On 12 November 2021, Zhidko was appointed head of the Main Military-Political Directorate of the Russian Armed Forces (GVPU), a position included among the deputy ministers of defence. Zhidko replaced Andrey Kartapolov, who had retired from the army. On 28 July 2022, Colonel General Viktor Goremykin replaced him as head of the GVPU.

===2022 invasion of Ukraine===
On 26 May 2022, the Conflict Intelligence Team, citing Russian soldiers, reported that Zhidko had been put in charge of Russian forces during the Russian invasion of Ukraine, replacing Army General Aleksandr Dvornikov. On 22 June 2022, The Guardian reported that during a visit to Ukraine by Russian defence minister Sergei Shoigu, "footage appeared to confirm that the colonel general Gennady Zhidko is now commanding troops in Ukraine". However, neither Zhidko nor Dvornikov's appointment was ever officially confirmed, and in October 2022 Sergey Surovikin was publicly announced as overall commander.

According to reports in Kommersant, Zhidko was appointed Eastern District commander as early as July 2022, replacing Aleksandr Chaiko.

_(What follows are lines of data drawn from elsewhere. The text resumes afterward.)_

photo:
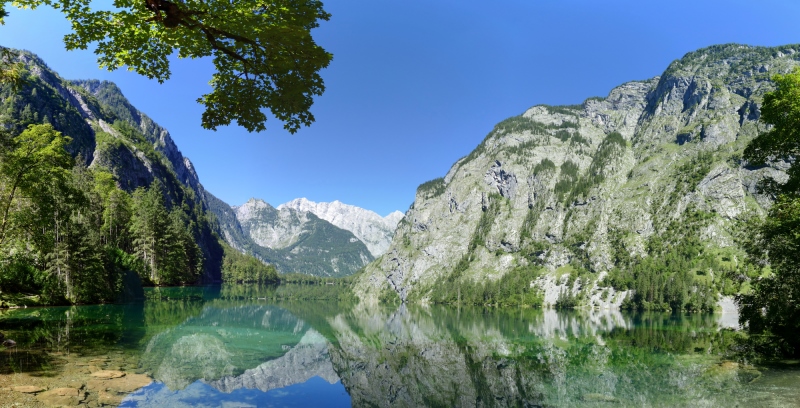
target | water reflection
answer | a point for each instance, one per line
(215, 348)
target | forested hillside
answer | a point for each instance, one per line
(638, 199)
(95, 196)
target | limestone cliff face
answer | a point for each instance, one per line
(592, 181)
(108, 132)
(292, 240)
(374, 231)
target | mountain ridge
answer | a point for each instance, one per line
(587, 192)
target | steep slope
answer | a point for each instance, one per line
(107, 132)
(372, 229)
(650, 173)
(301, 242)
(293, 241)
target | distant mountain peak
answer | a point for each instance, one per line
(375, 231)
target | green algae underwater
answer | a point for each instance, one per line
(235, 346)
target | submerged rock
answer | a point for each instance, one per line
(28, 389)
(62, 397)
(108, 374)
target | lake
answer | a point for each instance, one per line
(233, 346)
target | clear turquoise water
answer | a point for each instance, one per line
(227, 347)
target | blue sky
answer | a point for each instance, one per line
(416, 84)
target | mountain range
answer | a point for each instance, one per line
(108, 132)
(644, 188)
(323, 239)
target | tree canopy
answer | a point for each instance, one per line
(772, 309)
(262, 51)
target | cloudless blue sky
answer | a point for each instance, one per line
(416, 84)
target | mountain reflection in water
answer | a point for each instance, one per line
(228, 348)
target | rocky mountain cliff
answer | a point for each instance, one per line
(298, 241)
(109, 133)
(372, 229)
(581, 190)
(324, 239)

According to the same source, Zhidko was then replaced in this role by Rustam Muradov in October 2022.

Zhidko was included under US sanctions in July 2022. He was also later sanctioned by Canada under the Special Economic Measures Act (S.C. 1992, c. 17) for Grave Breach of International Peace and Security and by the UK government on 15 March 2022, both in relation to the Russian invasion of Ukraine.

==Death==
Zhidko died in Moscow on 16 August 2023, at the age of 57 after a long illness.